Reputation: 1271
I am looking at time series data and trying to identify historical maximums.
I am trying to do this by iterating over a vector and checking if the value I am looking at is greater than or equal to the max of the data up to this point. I can write a function for this, but I am struggling when I want to apply it to a grouped data frame.
Here is an example:
set.seed(32)
x <- data.frame(time = c(1:6),
value = runif(6))
> x
time value
1 1 0.5058405
2 2 0.5948084
3 3 0.8087471
4 4 0.7288197
5 5 0.1519876
6 6 0.9561873
#write a function to identify the records
#function takes an index
#checks whether the number at that index is greater than or equal to the maximum of the preceding values to that index
max_v <- function(index) {
output <- x$value[index] >= max(x$value[1:index])
output
}
#create the record variable
x$record <- sapply(1:nrow(x), max_v)
> x
time value record
1 1 0.5058405 TRUE
2 2 0.5948084 TRUE
3 3 0.8087471 TRUE
4 4 0.7288197 FALSE
5 5 0.1519876 FALSE
6 6 0.9561873 TRUE
The function works well. However the challenge I am facing is that I want to apply this to a data frame grouped by the type
variable created below:
set.seed(32)
x <- data.frame(time = rep(c(1:6),2),
type = c(1, 1, 1, 1, 1, 1, 2, 2, 2, 2, 2, 2),
value = runif(12))
> x
time type value
1 1 1 0.5058405
2 2 1 0.5948084
3 3 1 0.8087471
4 4 1 0.7288197
5 5 1 0.1519876
6 6 1 0.9561873
7 1 2 0.7535377
8 2 2 0.8520623
9 3 2 0.6734418
10 4 2 0.3871255
11 5 2 0.6580025
12 6 2 0.3213696
What I want is:
> x
time type value record
1 1 1 0.5058405 TRUE
2 2 1 0.5948084 TRUE
3 3 1 0.8087471 TRUE
4 4 1 0.7288197 FALSE
5 5 1 0.1519876 FALSE
6 6 1 0.9561873 TRUE
7 1 2 0.7535377 TRUE
8 2 2 0.8520623 TRUE
9 3 2 0.6734418 FALSE
10 4 2 0.3871255 FALSE
11 5 2 0.6580025 FALSE
12 6 2 0.3213696 FALSE
I have tried group_map
and tapply
, but I can't seem to get intelligible results, as I don't know how to pass the vector of indexes that I want to apply/map over.
Upvotes: 0
Views: 37
Reputation: 887158
We can use split/unsplit
in base R
i.e. by slightly modifying the OP's function as x
is hardcoded into the function. Instead, pass a new argument dat
max_v <- function(dat, index) {
output <- dat$value[index] >= max(dat$value[1:index])
output
}
x$record <- unsplit(lapply(split(x, x$type), function(y)

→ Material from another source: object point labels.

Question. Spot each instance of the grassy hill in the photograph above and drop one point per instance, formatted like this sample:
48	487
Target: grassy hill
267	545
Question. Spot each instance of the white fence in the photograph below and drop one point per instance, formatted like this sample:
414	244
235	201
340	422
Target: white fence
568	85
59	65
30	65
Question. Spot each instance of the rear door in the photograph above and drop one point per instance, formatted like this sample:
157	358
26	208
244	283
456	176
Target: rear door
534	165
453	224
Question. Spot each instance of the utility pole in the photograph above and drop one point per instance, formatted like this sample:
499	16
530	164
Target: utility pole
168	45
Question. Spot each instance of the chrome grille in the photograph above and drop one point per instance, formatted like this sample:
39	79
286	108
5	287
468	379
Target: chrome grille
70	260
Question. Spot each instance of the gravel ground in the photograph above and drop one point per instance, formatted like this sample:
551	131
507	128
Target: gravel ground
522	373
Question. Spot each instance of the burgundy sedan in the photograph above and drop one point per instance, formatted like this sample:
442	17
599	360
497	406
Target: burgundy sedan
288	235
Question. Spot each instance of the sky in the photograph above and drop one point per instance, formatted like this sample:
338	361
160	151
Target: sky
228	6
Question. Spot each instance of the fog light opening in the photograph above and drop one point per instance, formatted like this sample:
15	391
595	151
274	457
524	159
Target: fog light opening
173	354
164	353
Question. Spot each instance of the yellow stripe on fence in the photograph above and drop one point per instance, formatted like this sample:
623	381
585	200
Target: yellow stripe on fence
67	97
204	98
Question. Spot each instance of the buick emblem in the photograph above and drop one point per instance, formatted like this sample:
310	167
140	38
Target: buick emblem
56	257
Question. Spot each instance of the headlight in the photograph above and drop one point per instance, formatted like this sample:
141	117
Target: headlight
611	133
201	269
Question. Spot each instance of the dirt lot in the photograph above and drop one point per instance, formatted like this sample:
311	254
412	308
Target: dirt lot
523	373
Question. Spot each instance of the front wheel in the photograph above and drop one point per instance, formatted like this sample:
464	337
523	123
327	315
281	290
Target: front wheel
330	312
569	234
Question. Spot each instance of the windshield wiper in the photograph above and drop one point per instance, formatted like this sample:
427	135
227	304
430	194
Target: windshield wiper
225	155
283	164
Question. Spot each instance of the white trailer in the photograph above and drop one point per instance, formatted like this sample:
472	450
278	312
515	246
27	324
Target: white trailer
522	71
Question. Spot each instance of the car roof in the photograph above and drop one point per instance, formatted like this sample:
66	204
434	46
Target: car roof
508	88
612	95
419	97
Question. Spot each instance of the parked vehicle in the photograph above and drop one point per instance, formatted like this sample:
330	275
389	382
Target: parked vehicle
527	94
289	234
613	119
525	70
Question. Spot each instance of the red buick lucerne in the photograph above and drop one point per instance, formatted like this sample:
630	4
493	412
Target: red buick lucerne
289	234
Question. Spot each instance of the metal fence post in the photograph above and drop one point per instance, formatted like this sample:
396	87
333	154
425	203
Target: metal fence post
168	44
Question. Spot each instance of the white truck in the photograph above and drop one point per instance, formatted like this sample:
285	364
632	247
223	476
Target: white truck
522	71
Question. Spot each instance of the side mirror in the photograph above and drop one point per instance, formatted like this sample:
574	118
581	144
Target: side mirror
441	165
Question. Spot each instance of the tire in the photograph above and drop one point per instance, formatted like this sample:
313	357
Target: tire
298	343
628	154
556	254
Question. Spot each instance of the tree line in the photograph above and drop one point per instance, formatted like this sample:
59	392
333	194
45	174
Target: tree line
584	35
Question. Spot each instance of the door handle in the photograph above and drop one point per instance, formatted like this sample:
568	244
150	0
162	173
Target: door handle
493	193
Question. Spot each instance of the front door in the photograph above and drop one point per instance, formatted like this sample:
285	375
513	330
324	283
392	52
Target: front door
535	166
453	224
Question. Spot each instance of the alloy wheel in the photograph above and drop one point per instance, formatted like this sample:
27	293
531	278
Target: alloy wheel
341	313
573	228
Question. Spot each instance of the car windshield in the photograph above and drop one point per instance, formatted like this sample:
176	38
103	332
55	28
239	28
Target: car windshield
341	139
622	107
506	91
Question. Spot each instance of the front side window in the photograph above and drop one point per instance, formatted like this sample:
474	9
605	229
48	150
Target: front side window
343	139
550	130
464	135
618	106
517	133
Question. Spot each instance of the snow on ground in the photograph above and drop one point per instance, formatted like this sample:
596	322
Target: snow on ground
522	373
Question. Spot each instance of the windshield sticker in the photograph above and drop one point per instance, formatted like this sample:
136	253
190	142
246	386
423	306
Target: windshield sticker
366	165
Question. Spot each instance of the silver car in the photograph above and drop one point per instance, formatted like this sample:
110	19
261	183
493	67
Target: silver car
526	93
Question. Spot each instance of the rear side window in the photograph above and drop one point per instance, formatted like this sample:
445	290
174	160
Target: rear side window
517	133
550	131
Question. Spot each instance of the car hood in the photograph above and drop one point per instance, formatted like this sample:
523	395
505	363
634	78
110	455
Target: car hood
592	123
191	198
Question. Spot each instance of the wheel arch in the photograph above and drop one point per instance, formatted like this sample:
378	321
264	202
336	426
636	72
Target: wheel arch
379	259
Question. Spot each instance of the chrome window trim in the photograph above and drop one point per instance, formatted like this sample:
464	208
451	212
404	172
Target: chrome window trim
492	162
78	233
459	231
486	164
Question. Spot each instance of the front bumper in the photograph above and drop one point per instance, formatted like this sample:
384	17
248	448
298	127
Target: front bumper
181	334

sapply(seq_len(nrow(y)), function(u) max_v(y, u))), x$type)
-output
x
time type value record
1 1 1 0.5058405 TRUE
2 2 1 0.5948084 TRUE
3 3 1 0.8087471 TRUE
4 4 1 0.7288197 FALSE
5 5 1 0.1519876 FALSE
6 6 1 0.9561873 TRUE
7 1 2 0.7535377 TRUE
8 2 2 0.8520623 TRUE
9 3 2 0.6734418 FALSE
10 4 2 0.3871255 FALSE
11 5 2 0.6580025 FALSE
12 6 2 0.3213696 FALSE
Or using data.table
with cummax
(similar logic as in @27 ϕ 9)
library(data.table)
setDT(x)[, record := cummax(value) == value, type]
Upvotes: 1
Reputation: 79228
Another Base R option:
x <- transform(x, record = unlist(tapply(value, type, FUN = cummax)) == value)
x
time type value record
1 1 1 0.5058405 TRUE
2 2 1 0.5948084 TRUE
3 3 1 0.8087471 TRUE
4 4 1 0.7288197 FALSE
5 5 1 0.1519876 FALSE
6 6 1 0.9561873 TRUE
7 1 2 0.7535377 TRUE
8 2 2 0.8520623 TRUE
9 3 2 0.6734418 FALSE
10 4 2 0.3871255 FALSE
11 5 2 0.6580025 FALSE
12 6 2 0.3213696 FALSE
You could also do:
x %>%
group_by(type) %>%
mutate(record = cummax(value)==value)
Upvotes: 1
Reputation: 34461
You can compare grouped value against the cumulative max.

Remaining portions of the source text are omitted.